Notwithstanding its cooperation with the US in the war against terrorism, Pakistan is probably the "most anti-American country" in the world right now, according to the Congressional Research Service.
The assessment of the depth of Pakistan's anti-Americanism is attributed by K Alan Kronstadt, who is in charge of analysing Asian affairs for the CRS, to a "senior expert."
Adding to US concerns about Pakistan's domestic political developments, Kronstadt says, are increasing signs of Islamisation and anti-American sentiments.
While Pakistan President Pervez Musharraf vowed in August 2003 to "finish off extremism," Kronstadt notes, Pakistan's Islamists routinely denounce Pakistani military operations in western tribal areas, resist government attempts to reform religious schools that teach militancy, and harshly criticise Islamabad's cooperation with the US government.
The analysis of developments in Pakistan, which has been updated till February 14 this year, has just been released.

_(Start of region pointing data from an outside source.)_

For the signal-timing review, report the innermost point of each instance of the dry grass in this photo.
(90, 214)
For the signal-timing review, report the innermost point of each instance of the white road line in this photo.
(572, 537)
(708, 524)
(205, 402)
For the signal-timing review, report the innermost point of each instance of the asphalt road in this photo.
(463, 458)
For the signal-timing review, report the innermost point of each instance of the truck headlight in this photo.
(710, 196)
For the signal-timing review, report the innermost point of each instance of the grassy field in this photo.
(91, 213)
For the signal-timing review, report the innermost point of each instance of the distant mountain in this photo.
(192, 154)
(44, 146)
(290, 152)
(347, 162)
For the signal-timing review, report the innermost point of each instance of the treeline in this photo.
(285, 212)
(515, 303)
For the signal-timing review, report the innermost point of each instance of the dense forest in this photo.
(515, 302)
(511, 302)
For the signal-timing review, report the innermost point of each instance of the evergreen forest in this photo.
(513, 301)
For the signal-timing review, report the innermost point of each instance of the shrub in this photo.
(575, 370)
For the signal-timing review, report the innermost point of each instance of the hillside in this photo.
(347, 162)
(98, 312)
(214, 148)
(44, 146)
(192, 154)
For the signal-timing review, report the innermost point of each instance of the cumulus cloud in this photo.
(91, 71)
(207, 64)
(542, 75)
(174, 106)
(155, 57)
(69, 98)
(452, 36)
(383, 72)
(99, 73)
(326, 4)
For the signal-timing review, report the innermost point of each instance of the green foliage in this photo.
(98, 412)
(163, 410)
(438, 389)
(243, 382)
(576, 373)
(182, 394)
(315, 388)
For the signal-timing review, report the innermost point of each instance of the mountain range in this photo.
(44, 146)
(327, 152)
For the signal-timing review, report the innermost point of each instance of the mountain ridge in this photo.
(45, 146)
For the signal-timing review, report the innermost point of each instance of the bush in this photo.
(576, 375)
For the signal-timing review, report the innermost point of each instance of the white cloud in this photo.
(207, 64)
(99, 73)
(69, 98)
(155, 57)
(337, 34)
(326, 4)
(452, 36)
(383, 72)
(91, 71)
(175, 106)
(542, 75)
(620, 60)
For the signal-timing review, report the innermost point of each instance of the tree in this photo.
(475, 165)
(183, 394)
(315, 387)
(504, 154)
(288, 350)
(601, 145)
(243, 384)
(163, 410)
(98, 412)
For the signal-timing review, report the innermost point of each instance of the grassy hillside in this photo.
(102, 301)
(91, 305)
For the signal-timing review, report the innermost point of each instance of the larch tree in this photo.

In another report on Pakistan, updated till January 28, 2005, Kronstadt says: "Pakistan's powerful Inter-Services Intelligence is suspected of involvement in drug trafficking."
In March 2003, a former US ambassador to Pakistan told a House International Relations Committee panel that the role of the ISI in the heroin trade during 1997-2003 was substantial.
"Reports indicate," says Kronstadt, "that profits from drug sales are financing the activities of Islamic extremists in Pakistan, Afghanistan and Kashmir. Pakistan's counter-narcotics efforts are hampered by lack of full government commitment, scarcity of funds poor infrastructure, government wariness of provoking unrest in tribal areas, and acute corruption."